Capogiri d'alta quota. Tra le nevi eterne, in uno scenario celestiale, due ali di folla commossa conducono al capolinea il ciclismo italiano. In un Giro senza i grandissimi stranieri, come Contador, come Evans, come Schleck Junior, la nazionale azzurra riesce nella storica impresa di non salire sul podio. La cronometro finale di Milano, trenta chilometri per le vie del centro, butterà probabilmente giù anche Scarponi, l'unico che ancora avrebbe un piede sopra. E' il finale più mesto che ci si potesse aspettare, un finale che per la cronaca e per la statistica non si registra dal 1995. Sarà una domenica molto difficile e penosa: il Giro d'Italia arriva al traguardo perdendosi per strada l'Italia.
Nessuna tragedia, però. Questo è lo sport. E comunque già al Tour potremmo riprenderci le nostre brave rivincite con Nibali, indubbiamente il migliore del nostro recinto. Certo non si possono evitare parole crepuscolari per Ivan Basso, il più battuto dei battuti. Il Giro come unico obiettivo stagionale, tutta una squadra al suo servizio, nelle tappe sue cola lentamente a picco. Non è neppure un naufragio biblico, non è una crisi drammatica: è qualcosa di peggio, è molto di più. E' la spia che ad un certo punto della nostra vita si accende, dicendoci caro amico, così non va bene, il motore comincia ad essere logoro, stanco, lento. Per un campione prossimo ai 35 anni, l'idea del riscatto e della rivincita sa più di illusione senile che di prospettiva concreta. A lui, con il suo orgoglio smisurato, inventarsi il modo di smentire tutti e di fermare sul nascere i titoli di coda.
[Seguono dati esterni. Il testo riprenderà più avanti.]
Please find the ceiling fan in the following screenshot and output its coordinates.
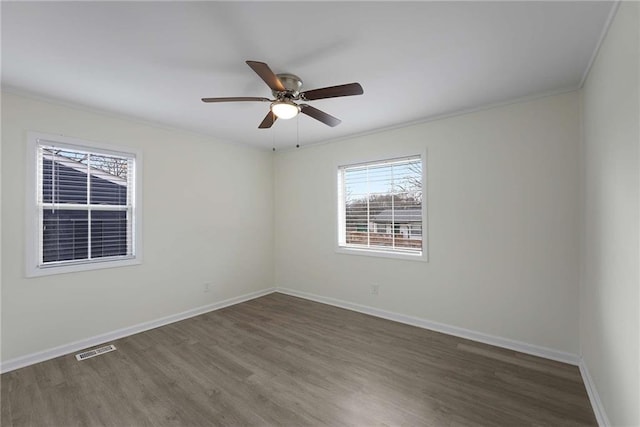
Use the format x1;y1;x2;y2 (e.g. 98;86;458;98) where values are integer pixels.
202;61;364;129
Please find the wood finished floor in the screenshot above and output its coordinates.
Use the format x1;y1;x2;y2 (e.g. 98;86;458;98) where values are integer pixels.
1;294;596;427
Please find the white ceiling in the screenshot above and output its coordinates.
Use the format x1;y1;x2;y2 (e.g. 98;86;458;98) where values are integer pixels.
1;1;615;148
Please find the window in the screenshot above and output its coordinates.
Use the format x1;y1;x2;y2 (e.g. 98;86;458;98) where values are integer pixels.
338;156;426;259
27;134;140;276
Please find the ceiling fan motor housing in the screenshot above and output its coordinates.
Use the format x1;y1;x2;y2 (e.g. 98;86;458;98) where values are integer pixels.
271;73;302;99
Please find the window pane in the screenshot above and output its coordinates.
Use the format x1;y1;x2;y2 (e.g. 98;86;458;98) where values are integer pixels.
341;157;422;252
91;210;129;258
90;154;129;206
42;209;88;263
42;149;87;204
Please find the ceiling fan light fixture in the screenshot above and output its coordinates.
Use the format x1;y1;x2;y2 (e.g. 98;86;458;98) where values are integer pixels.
271;101;300;120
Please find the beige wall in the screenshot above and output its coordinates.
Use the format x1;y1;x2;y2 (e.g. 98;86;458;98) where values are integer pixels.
274;92;580;355
580;2;640;426
2;93;273;362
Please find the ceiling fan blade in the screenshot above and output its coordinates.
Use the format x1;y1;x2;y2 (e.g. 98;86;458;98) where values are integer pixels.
300;104;342;127
202;96;271;102
258;110;278;129
246;61;286;92
300;83;364;101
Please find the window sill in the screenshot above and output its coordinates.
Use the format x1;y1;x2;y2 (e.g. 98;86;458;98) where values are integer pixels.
26;257;142;277
336;246;428;262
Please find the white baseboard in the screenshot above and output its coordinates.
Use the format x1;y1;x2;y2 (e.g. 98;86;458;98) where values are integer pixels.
578;358;611;427
276;288;579;366
0;288;275;373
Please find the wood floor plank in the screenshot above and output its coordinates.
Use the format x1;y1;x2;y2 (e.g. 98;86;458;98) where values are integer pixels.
0;293;597;427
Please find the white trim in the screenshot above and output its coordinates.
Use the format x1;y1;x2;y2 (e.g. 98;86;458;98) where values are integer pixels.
333;147;429;262
0;288;275;373
578;357;611;427
276;288;579;366
24;131;143;278
578;0;621;88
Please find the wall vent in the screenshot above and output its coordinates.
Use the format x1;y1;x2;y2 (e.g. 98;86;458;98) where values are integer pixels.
76;344;116;360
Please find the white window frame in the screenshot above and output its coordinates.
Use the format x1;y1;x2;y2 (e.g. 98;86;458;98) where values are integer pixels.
25;132;142;277
335;150;429;262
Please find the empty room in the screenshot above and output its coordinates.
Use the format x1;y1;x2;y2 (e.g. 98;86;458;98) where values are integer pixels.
0;1;640;427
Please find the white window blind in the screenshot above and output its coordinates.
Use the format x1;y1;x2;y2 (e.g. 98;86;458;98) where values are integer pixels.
36;140;136;267
338;156;423;255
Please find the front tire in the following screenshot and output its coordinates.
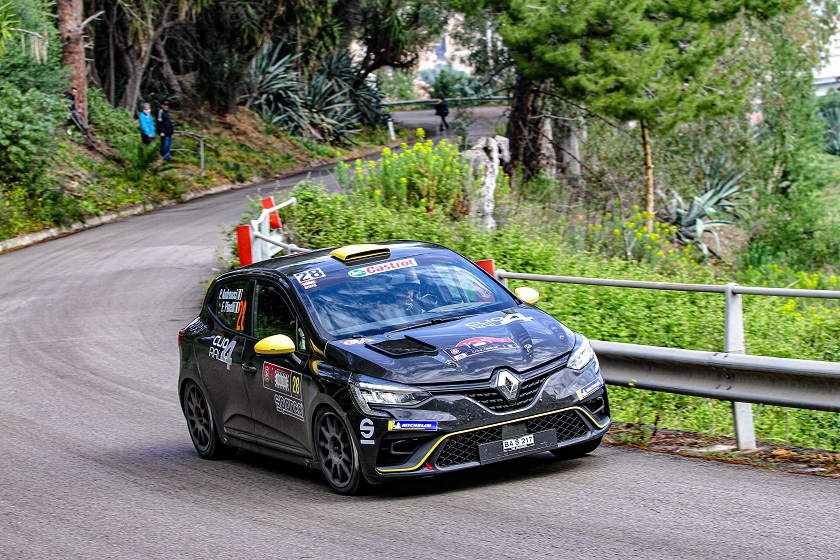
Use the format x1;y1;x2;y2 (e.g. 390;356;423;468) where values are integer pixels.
551;436;604;459
182;383;236;460
313;408;367;496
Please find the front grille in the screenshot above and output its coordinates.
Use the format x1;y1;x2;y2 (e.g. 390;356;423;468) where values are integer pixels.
435;426;502;467
435;410;589;468
432;368;559;412
528;410;589;443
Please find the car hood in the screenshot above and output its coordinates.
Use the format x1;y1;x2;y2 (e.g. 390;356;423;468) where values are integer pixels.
325;306;575;385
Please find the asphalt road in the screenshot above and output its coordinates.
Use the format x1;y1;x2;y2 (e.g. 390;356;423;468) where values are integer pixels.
0;112;840;559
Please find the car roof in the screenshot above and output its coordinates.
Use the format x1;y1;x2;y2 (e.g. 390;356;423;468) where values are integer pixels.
230;241;452;277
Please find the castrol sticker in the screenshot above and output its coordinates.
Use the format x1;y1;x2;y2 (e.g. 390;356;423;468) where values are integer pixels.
348;258;417;278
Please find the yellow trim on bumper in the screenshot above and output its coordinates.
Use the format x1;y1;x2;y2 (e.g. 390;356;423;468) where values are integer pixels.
376;406;608;473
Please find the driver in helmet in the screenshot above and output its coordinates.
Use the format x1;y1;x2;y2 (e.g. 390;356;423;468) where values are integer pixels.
388;270;425;314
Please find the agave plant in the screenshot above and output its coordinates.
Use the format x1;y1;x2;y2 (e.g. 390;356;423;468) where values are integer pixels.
241;43;383;142
664;155;747;255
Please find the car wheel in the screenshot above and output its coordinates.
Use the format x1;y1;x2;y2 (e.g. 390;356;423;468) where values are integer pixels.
313;408;367;495
551;436;604;459
183;383;236;460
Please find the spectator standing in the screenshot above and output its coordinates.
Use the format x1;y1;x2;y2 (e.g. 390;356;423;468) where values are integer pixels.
137;103;155;144
157;99;175;161
435;97;449;132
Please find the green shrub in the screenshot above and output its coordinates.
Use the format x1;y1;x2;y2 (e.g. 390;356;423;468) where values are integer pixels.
0;82;62;183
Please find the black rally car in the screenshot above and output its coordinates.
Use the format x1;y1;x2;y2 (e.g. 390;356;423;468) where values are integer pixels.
178;242;610;494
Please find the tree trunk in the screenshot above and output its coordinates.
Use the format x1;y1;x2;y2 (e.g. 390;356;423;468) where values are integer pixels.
537;118;557;179
639;121;654;233
508;71;540;180
155;39;184;98
56;0;87;124
559;119;581;176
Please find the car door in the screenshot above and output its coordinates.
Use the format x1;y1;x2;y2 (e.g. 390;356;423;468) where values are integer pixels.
196;279;254;436
243;280;317;455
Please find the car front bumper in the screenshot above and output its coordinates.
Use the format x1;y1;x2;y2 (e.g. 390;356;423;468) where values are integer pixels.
349;360;610;482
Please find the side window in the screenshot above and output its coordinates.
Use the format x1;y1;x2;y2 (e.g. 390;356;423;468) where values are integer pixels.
213;280;249;332
254;284;297;340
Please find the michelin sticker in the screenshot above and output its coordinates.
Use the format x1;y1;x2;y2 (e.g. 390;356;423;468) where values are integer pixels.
295;268;326;290
359;418;374;445
446;336;519;362
263;362;303;420
347;258;417;278
577;377;604;401
209;336;236;369
465;313;534;330
388;420;437;432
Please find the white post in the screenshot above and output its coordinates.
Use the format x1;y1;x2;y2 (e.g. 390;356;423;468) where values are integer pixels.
723;283;755;451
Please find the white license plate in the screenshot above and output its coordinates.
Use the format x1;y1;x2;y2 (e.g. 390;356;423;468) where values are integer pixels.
502;434;534;451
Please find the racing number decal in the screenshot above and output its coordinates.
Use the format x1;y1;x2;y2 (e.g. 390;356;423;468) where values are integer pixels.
236;301;248;331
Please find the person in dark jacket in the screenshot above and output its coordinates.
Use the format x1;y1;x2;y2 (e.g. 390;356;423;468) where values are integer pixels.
137;103;155;144
157;100;175;161
435;97;449;132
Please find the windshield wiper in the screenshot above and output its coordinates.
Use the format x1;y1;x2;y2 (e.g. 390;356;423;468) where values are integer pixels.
385;313;480;334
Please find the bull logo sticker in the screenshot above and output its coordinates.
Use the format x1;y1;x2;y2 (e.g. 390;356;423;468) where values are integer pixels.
446;336;519;362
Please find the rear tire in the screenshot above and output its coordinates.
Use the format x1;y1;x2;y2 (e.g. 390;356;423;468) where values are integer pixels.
181;383;236;460
312;408;368;496
551;436;604;459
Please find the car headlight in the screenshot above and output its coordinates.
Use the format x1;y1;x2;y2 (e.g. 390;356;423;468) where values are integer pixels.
349;374;431;416
566;335;595;370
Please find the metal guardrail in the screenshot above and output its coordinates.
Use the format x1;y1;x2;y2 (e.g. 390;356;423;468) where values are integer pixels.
496;269;840;449
591;340;840;412
382;96;510;107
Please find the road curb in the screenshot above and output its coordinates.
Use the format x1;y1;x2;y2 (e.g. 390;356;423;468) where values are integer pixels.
0;142;402;254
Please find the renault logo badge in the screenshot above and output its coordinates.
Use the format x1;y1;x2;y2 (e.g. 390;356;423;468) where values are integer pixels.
496;369;520;402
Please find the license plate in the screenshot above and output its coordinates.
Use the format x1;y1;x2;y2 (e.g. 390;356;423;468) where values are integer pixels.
502;434;534;451
478;430;557;465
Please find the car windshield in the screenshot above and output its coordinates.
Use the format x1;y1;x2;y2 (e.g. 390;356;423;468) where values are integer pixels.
294;251;517;338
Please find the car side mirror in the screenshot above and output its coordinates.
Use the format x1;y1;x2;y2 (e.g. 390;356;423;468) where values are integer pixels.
254;334;295;356
513;286;540;305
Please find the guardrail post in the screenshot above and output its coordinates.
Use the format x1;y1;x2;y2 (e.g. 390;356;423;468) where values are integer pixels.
723;282;755;450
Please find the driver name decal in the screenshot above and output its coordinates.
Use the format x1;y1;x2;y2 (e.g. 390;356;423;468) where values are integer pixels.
263;362;303;420
347;258;417;278
446;336;519;362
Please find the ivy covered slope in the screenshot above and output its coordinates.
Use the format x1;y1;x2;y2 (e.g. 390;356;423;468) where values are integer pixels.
274;140;840;449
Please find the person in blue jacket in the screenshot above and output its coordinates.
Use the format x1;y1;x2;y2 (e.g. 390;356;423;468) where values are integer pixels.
138;103;155;144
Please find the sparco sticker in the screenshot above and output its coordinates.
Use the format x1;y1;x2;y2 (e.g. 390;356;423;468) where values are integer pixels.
348;258;417;278
577;379;604;401
446;336;519;362
466;313;534;330
263;362;303;420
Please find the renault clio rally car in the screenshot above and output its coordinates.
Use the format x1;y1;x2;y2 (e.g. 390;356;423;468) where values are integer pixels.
179;241;610;494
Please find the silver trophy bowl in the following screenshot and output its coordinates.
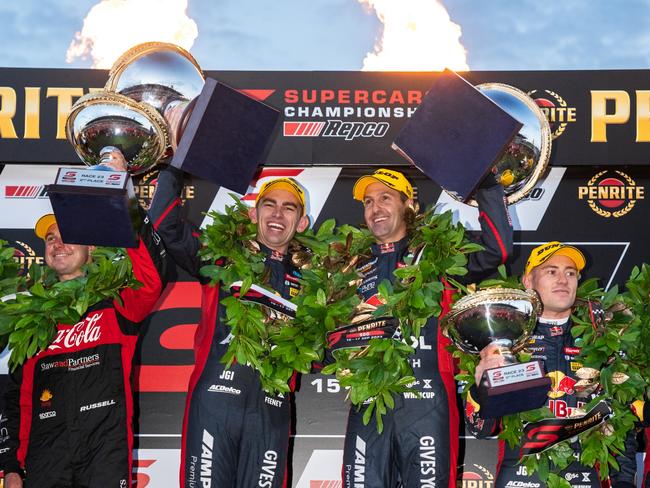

Poi c'è Scarponi, che ancora una volta è bravo e coraggioso, l'unico dei nostri ad attaccare sul serio negli ultimi tre chilometri dello Stelvio, dove non respira più nessuno. Ma ancora una volta, come il giorno prima a Pampeago, è più un gesto disperato, che una prova di forza. Difatti stacca di pochissimo il perticone canadese, ma soprattutto si fa ancora rimontare dal solito scattista Rodriguez, maglia rosa in scadenza.
Dopo l'epilogo l'Italia chiacchierona spreca un sacco di tempo per processare la Lampre, perché non ha fermato Cunego a caccia del secondo posto, con l'ordine di aspettare Scarponi. Non voglio partecipare al gioco, non mi piacciono i plotoni di esecuzione del dopo. Dico soltanto che Cunego non avrebbe meritato un'umiliazione così plateale, davanti ai loggionisti del grande ciclismo, nel teatro più grande e prestigioso delle Alpi: il suo sacrificio non avrebbe portato niente di più a Scarponi, già oltre i suoi stessi limiti, contro un Hesjedal comunque lì vicinissimo.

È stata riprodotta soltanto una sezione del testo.